Investors often select a mutual fund by evaluating the past performance, only to be disappointed later with the fund when it does not meet those expectations. While it is important to evaluate historical performance, it should not be the only factor when selecting a mutual fund.
The first step should be determining your financial goals. You may have short term goals such as paying for a wedding or establishing an emergency fund or you may have long term goals such as retirement or paying for a child’s college. The goal of your mutual funds should match your goals. Establishing a time period to meet your goals will help you determine the type of investment to make. For example, a shorter time frame should be for conservative investments, while a longer period allows you to be more aggressive.
Understanding your tolerance for risk is also important when selecting a mutual fund. Markets go up and down and you can lose money in any investment. There may also be other risks which may apply to specific funds, including inflation, interest rate, credit, sector, liquidity, currency and political risks. By becoming familiar with the different risks involved with various funds, you will be able to determine which fund is best for your own personal tolerance for risk.

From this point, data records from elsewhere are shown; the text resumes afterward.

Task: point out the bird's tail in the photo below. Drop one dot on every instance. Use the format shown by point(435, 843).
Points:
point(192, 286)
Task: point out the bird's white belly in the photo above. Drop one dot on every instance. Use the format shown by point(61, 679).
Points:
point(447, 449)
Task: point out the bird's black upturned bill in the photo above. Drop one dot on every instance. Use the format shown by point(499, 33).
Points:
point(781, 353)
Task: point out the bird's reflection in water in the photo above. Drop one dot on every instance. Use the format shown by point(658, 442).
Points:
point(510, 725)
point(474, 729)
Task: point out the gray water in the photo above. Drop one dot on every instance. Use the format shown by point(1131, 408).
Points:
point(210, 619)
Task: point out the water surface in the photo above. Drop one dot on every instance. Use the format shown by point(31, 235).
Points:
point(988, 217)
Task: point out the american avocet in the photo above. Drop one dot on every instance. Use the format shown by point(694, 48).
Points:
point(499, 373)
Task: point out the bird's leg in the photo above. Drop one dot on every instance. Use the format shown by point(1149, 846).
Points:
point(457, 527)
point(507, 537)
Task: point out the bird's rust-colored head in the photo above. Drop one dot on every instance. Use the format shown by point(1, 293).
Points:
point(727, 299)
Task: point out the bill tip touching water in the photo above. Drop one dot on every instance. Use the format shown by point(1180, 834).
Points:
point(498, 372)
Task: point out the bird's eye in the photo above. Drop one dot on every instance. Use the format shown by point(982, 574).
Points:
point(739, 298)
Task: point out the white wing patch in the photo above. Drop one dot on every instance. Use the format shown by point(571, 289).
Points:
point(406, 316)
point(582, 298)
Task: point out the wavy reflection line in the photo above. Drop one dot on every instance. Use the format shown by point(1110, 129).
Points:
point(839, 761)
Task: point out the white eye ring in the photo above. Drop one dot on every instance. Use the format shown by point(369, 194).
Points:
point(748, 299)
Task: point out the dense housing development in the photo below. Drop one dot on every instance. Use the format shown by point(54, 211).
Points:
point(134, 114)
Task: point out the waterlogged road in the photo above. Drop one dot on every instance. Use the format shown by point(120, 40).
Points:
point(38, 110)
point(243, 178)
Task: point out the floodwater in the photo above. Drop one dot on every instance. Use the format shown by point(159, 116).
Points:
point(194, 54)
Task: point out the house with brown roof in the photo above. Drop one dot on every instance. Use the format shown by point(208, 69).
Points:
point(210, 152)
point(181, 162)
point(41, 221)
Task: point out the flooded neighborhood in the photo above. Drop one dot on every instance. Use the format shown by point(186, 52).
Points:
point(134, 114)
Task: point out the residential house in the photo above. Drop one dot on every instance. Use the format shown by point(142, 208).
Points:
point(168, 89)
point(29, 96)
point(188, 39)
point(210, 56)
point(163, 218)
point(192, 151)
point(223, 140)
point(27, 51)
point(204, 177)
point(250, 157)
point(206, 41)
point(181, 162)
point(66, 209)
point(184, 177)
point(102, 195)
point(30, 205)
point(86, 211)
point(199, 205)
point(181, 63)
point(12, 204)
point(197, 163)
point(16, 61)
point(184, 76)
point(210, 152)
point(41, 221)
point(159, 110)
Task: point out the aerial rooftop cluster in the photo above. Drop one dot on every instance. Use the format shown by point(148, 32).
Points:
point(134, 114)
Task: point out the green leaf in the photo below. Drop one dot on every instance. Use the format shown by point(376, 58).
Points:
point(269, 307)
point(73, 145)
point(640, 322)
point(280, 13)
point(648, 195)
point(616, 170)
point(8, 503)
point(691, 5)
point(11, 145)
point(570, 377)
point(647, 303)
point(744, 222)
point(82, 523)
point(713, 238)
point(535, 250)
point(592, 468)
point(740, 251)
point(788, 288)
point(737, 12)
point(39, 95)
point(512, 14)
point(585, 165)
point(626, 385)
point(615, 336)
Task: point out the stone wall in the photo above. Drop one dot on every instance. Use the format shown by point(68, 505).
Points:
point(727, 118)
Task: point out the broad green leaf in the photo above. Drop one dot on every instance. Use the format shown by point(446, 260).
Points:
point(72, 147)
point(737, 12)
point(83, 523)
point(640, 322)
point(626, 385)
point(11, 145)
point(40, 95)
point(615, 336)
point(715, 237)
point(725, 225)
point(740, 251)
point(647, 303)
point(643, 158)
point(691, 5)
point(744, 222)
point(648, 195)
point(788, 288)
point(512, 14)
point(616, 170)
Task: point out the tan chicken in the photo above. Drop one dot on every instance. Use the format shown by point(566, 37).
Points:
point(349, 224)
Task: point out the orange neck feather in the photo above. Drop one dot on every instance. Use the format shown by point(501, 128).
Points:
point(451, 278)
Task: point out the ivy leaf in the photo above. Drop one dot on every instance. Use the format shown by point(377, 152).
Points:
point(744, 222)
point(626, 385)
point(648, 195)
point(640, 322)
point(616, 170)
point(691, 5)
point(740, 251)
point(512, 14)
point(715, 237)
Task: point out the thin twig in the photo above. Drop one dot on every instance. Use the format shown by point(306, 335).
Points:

Before investing in a mutual fund, you should obtain a prospectus on the fund and consider carefully the fund’s investment objective, charges, expenses and associated risks. The prospectus, which contains this and other important information, is available through an investment professional or by contacting the fund directly. It should be read carefully before investing or sending money. It is important for you, as an investor, to understand the investment return and principal value of an investment in a mutual fund will fluctuate, so that your shares, when redeemed, may be worth more or less than the original cost. As with any investment decision, it is important to consider a number of factors before making an investment in a mutual fund.